Monday, March 19, 2012

70x50 and "Carry"

Rinconada pool in Palo Alto during the Masters swim meet on St. Patrick's Day

Yesterday morning, I swam with a group of local masters swimmers.  The workout was 70x50yds broken down by 7x(10x50yds) on the 50s interval.  Apparently, someone was turning 70!  In the past, Marcia has done a similar workout where on her birthday, her age is the number of pieces we do or the number of seconds we have to do vertical kick or etc.  50yds is not much—think rowing 200m or 250m.  70x50yds, however, is a lot—think rowing 70x200m! 

Seventy is a big number and even broken down to 7x10 sets, seven seemed like a far off, impossible number of sets.  Usually (in my limited swimming experience), sets are repeated two or three times, at max four times.

Of course, in swimming, it is not just about the yardage or number of sets, but the intervals and amount of recovery for the set.  For some, a 50s interval for 50yds was a steady state pace, but for me, it required about an 85% effort, especially to make all 70 pieces. 

When we finished the first set of 10x50yds, I was feeling okay.  When we finished the second set, I was still okay, but started to wonder how we would ever get to 70x50yds.  When we finished the third set, I was coming up with elaborate ways in my head to modify the workout and reasons why I could not do 70x50yds. 

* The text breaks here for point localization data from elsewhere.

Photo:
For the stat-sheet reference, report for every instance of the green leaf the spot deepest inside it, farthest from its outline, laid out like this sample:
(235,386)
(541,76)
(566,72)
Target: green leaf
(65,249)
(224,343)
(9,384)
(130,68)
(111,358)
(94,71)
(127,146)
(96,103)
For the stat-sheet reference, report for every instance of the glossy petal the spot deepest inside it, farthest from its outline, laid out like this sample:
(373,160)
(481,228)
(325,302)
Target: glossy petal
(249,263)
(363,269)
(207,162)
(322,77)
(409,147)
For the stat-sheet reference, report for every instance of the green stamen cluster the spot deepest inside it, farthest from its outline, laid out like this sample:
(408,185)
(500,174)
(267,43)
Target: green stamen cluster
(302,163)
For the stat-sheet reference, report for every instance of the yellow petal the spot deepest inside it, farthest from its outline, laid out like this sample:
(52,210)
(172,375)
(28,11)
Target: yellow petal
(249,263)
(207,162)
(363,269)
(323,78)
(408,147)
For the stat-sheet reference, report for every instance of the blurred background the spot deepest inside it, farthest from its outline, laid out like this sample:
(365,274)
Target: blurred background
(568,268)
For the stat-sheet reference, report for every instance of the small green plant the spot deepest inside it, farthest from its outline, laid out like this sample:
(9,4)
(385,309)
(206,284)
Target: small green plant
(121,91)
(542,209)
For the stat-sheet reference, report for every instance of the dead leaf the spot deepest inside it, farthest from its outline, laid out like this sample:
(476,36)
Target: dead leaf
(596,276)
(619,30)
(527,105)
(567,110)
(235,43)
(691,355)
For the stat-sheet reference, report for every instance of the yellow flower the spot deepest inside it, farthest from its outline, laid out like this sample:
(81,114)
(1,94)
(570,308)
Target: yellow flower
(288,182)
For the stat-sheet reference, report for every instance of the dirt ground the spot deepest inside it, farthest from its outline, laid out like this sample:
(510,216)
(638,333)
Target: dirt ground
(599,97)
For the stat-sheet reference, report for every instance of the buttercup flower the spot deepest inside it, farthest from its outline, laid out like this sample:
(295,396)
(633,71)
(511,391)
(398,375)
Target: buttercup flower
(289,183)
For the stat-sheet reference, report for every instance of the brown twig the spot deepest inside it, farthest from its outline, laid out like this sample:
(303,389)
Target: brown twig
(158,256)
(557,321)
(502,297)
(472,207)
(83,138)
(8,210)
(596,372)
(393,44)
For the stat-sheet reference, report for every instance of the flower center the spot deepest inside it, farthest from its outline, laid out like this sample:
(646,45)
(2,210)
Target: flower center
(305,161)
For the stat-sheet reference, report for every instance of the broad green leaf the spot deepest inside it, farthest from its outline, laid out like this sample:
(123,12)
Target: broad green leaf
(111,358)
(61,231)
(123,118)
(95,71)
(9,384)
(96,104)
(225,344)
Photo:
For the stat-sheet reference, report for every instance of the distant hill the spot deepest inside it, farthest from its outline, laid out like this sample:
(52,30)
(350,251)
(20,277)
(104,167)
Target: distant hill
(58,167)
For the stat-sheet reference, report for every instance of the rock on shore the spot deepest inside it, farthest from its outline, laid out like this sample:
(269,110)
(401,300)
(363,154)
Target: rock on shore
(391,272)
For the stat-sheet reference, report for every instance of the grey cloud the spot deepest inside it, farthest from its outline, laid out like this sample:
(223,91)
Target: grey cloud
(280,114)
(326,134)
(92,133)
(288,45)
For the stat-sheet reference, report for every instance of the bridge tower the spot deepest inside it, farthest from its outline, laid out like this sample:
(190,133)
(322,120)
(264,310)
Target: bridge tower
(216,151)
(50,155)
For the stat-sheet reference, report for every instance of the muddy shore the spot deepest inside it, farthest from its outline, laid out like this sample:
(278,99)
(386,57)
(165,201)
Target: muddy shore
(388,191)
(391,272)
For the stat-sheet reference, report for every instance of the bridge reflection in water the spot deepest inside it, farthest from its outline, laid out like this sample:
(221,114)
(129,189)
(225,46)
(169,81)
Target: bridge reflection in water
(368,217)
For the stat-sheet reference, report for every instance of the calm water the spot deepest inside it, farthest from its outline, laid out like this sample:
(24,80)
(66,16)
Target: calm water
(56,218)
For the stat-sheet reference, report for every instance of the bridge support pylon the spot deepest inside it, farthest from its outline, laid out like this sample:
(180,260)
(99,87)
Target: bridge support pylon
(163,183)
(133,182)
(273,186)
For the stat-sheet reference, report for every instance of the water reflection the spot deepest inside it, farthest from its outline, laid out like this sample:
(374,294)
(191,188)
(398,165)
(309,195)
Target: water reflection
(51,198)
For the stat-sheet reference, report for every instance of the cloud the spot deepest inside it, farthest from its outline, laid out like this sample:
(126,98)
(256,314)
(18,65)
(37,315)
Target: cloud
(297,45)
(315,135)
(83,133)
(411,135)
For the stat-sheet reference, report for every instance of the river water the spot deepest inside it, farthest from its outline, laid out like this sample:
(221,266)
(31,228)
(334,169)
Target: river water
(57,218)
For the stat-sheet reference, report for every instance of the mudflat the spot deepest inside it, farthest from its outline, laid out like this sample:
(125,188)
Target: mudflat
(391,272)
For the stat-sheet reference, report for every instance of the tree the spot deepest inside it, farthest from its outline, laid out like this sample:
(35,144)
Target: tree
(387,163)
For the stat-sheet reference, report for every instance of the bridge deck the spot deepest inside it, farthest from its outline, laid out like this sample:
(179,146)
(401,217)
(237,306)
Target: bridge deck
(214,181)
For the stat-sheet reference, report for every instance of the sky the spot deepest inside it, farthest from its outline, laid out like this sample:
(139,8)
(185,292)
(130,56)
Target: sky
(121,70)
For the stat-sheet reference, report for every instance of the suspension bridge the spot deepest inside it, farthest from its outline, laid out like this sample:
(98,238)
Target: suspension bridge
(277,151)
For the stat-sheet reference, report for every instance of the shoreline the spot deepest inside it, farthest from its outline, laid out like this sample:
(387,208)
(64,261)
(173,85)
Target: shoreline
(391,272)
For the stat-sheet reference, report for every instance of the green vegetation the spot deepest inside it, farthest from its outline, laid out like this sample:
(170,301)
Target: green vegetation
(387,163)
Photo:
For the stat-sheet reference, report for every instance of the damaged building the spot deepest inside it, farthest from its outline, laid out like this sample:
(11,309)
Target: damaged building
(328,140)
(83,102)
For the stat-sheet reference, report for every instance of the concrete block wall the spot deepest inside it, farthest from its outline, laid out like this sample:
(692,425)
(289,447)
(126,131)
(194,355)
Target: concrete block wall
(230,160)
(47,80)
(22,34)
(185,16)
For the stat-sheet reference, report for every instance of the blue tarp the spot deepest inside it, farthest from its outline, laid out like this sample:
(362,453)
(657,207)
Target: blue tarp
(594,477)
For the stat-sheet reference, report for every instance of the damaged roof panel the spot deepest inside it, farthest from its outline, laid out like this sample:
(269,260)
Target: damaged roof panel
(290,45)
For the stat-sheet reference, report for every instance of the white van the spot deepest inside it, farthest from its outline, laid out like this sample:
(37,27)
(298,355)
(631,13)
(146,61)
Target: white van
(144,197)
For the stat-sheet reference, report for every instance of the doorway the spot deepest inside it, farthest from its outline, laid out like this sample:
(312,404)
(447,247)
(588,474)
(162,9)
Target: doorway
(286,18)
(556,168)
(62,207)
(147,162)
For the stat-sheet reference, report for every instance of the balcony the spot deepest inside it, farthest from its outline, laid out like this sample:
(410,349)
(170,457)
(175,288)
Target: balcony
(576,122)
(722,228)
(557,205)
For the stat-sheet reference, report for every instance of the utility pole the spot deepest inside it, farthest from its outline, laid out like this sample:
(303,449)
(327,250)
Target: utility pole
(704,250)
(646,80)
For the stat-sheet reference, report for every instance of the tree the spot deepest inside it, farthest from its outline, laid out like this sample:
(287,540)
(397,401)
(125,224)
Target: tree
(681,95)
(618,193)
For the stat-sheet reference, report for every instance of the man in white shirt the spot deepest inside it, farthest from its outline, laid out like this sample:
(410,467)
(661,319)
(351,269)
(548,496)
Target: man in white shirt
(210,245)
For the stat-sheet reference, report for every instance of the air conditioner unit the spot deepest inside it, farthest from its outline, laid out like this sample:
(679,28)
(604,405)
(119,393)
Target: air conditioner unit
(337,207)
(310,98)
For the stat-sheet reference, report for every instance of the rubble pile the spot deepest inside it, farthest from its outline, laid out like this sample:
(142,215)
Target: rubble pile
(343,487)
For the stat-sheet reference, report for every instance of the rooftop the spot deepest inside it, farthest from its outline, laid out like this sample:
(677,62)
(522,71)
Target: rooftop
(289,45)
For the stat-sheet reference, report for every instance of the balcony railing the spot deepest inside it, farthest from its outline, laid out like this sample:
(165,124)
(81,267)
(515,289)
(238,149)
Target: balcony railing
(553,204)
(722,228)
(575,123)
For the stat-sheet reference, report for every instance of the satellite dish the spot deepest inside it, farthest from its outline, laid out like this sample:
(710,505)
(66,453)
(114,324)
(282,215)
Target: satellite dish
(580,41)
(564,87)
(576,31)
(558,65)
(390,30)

I looked for “carry.”  Maybe you have your own name for this mental tactic.  “Carry” is what is going to help carry you through the workout. 

On the erg, sometimes “carry” is closing my eyes and pretending I am rowing on the water with other people, not thinking about the workout, but simply following and executing.  Sometimes “carry” is counting the strokes, spelling out words, or repeating a phrase in my head.  Sometimes, “carry” is the music that I am listening to. 

On the water, sometimes there is a coxswain or a bowman who can “carry” you through the workout.  Or sometimes having a coach there who is watching you is enough to “carry” you and make you finish the workout.


For this particular swim workout, I thought about my friend from Cal Triathlon, Daniela, and pictured swimming next to her (which would never actually happen in real life because I would just be chasing her feet the whole time).  

I also happened to be sharing a lane with an older woman who tough and could probably kick my butt if she tried.  We alternated leading the sets.  When I lead, I thought about not letting her down.  When she lead, I pretended to be in an open-water race and trying to stay with the person ahead in order to draft. 

At some point, I made it easy for myself—I stopped counting, I stopped thinking.  I simply hoped the swimmers in the other lanes would “carry” me.  When the clock hit the interval and they shot off the wall, I went too—like clockwork. 

Somehow, we made it to 70x50yds.  

1 comment:

  1. Carry - That is a great concept. When I am doing long sets like that, I get through it by doing math in my head. I think things like "we're 1/4th of the way there, we're 1/3rd, we're 3/8th, we're 5/16th... and so on. I also do get to the point where I stop thinking and just swim. Or if it's a hard set then I just focus on the pain and just swim. Either way, you just go to keep swimming.